Starbucks Q1 Revenue Rises 6% to $9.9B as U.S. and China Sales Grow
Starbucks reported Q1 fiscal 2026 net revenues of $9.9 billion, a 6% increase driven by global comparable store sales rising 4%, including a 4% U.S. lift and 7% in China. GAAP operating margin fell 290 basis points to 9.0%, pushing non-GAAP EPS down 19% to $0.56 due to higher costs.
1. Mixed Q1 Results Highlight Traffic Growth and Revenue Beat
Starbucks reported net revenues of $9.9 billion for its fiscal first quarter, a 6 percent increase year-over-year and above the consensus estimate of $9.65 billion. This performance was driven by the first U.S. comparable-sales growth in two years, with global same-store sales up 4 percent—powered by a 3 percent rise in transactions and a 1 percent increase in average ticket. International markets also contributed, with a 5 percent increase in comparable-store sales and a standout 7 percent gain in China following the pending joint venture with Boyu Capital.
2. Margin Compression Weighs on Profitability
Despite top-line strength, Starbucks’ GAAP operating margin contracted by 290 basis points to 9.0 percent, while non-GAAP margin fell 180 basis points to 10.1 percent. Rising input costs—particularly elevated coffee pricing and tariffs—along with labor investments under the “Back to Starbucks” plan and one-time restructuring expenses in the U.S. drove the decline.

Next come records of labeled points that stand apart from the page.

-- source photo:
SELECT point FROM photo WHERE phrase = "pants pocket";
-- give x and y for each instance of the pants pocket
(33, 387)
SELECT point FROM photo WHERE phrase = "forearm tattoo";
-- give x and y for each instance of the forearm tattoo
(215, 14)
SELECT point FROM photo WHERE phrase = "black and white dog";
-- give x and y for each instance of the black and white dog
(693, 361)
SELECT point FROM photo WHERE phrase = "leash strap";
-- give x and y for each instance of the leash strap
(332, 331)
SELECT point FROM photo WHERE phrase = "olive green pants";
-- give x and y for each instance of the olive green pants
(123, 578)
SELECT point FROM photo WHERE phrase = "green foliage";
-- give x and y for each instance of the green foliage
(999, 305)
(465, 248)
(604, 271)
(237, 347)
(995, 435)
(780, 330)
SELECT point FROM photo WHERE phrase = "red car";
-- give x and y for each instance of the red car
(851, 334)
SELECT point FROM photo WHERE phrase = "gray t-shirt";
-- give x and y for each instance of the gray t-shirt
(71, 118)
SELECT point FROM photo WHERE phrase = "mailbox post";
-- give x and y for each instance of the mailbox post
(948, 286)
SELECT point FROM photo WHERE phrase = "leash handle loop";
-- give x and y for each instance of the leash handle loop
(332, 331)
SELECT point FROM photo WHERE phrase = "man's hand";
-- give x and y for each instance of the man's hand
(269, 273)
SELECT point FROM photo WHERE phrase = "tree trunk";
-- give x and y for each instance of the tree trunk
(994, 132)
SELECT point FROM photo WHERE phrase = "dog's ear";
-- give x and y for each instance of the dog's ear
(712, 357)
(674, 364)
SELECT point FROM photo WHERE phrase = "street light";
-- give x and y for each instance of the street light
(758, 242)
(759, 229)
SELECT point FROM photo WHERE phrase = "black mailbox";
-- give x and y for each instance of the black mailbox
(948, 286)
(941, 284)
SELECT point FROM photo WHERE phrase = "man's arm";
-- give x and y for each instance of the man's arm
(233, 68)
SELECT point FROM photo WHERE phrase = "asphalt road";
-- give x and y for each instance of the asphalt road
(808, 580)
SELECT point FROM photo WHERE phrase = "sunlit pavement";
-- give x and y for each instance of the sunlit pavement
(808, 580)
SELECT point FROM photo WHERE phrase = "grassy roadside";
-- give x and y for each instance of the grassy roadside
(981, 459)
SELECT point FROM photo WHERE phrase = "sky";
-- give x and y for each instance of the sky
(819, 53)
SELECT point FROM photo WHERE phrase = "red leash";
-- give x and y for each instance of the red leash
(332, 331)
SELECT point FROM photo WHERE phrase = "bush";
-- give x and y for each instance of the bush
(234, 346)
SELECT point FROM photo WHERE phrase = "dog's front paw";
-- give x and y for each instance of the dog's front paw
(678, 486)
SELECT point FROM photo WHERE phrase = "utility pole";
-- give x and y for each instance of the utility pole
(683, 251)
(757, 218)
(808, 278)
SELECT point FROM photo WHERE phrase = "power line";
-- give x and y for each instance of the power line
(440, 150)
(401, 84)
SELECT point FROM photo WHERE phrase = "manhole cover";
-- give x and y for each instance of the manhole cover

GAAP earnings per share slid 62 percent to $0.26, and non-GAAP EPS of $0.56 missed the Zacks consensus of $0.58, down 19 percent from a year ago.
3. Strategic Initiatives and Store Growth
Starbucks opened 128 net new stores during the quarter, ending with 41,118 locations worldwide—61 percent company-operated and 39 percent licensed—with the U.S. and China accounting for 16,911 and 8,011 stores respectively. The company is executing its “Back to Starbucks” turnaround by closing underperforming kiosks, investing in barista training, simplifying menus and enhancing loyalty rewards. In China, the planned sale of a 60 percent stake to Boyu Capital not only drove a discrete tax charge but also freed up capital and operational focus for rapid expansion in that market.
4. Fiscal 2026 Guidance and Shareholder Returns
Starbucks reaffirmed its full-year targets, forecasting at least 3 percent growth in comparable-store sales globally and in the U.S., with consolidated net revenues rising at a similar pace. Non-GAAP earnings per share are projected between $2.15 and $2.40, and the company expects to open approximately 600–650 net new stores. The board declared a quarterly cash dividend of $0.62 per share, marking 63 consecutive quarters of payouts and underscoring management’s commitment to returning capital to shareholders.